Was nun den Charakter des von Paulus verkündigten Evangeliums betrifft, so ist es gut, hier einige Worte darüber zu sagen:
Gleich nach seiner Berufung predigte er in Damaskus Christus, als den Sohn Gottes (Apg 9,20). Das bisherige Zeugnis der Apostel, wie in den ersten acht Kapiteln der Apostelgeschichte deutlich wird, hatte den von dem Volk Israel verworfenen und gekreuzigten, aber von Gott anerkannten und auferweckten Messias oder Gesalbten zum Gegenstand.

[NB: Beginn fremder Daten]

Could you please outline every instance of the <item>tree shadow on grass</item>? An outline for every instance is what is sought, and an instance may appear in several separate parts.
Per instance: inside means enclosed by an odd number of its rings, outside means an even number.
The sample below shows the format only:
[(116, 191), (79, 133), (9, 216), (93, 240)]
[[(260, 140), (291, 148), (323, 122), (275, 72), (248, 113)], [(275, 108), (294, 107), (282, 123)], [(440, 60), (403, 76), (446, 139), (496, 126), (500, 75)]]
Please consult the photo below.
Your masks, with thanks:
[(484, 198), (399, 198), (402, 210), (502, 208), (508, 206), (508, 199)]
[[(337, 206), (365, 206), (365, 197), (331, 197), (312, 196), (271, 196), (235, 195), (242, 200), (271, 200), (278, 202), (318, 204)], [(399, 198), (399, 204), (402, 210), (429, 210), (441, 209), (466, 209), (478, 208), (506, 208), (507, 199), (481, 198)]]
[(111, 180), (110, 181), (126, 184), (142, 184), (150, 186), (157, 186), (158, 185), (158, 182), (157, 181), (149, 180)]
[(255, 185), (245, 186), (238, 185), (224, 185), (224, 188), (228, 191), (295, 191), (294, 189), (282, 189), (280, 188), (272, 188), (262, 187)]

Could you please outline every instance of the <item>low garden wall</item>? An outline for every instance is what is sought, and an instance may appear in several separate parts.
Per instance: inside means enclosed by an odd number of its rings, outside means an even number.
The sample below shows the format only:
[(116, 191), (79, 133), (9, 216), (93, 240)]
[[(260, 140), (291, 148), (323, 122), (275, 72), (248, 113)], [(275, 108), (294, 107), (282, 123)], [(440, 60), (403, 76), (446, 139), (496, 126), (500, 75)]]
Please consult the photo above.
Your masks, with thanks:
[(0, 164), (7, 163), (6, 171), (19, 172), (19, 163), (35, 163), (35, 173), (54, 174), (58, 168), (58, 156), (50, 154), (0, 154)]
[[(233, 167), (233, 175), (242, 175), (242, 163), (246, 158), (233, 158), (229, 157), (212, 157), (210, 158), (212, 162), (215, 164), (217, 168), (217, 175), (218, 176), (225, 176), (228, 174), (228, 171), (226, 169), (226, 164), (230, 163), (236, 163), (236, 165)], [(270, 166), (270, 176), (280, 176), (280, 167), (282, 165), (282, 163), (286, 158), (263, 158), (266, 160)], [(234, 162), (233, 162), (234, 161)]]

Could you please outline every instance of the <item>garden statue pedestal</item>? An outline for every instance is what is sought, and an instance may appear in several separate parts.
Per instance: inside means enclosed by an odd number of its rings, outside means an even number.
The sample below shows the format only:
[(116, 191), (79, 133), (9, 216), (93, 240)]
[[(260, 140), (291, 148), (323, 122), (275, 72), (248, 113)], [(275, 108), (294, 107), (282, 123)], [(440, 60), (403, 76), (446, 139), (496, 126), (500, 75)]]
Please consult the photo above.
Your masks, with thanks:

Gott hat Ihn auferweckt und zum Herrn und Christus gemacht, und das Volk Israel wurde durch die Gegenwart und das Zeugnis des Heiligen Geistes aufgefordert, Ihn in dieser neuen Stellung durch Buße und Glauben anzuerkennen. Es war also ein Zeugnis, das sich auf das Verhältnis zwischen Gott und seinem irdischen Volk bezog. Israel aber verweigerte diese Anerkennung und verwarf dieses Zeugnis des Heiligen Geistes endgültig in der Steinigung des Stephanus, „ein Mann voll Glaubens und Heiligen Geistes“ (Apg 6,5; 7,57–60). Jetzt hatte Israel auch das letzte Zeugnis verworfen, und es blieb für dasselbe nur noch das Gericht übrig. Doch die Vollziehung dieses Gerichtes ist noch nicht erfolgt. Israel, auch wenn schon lange als Nation ganz und gar beiseitegesetzt, hat dieses endgültige Gericht immer noch zu erwarten.
Sobald nun Israel alles verworfen hatte, erweckte Gott Paulus, offenbarte ihm ein neues Zeugnis, das jener sein Evangelium nennt. Dieses Zeugnis, wozu Paulus als Apostel berufen wurde, hatte nicht Christus als Messias, sondern als Sohn Gottes zum Gegenstand. Es bezog sich nicht auf ein Verhältnis zwischen Gott und seinem Volk, sondern auf das Verhältnis zwischen Gott und seinen Kindern.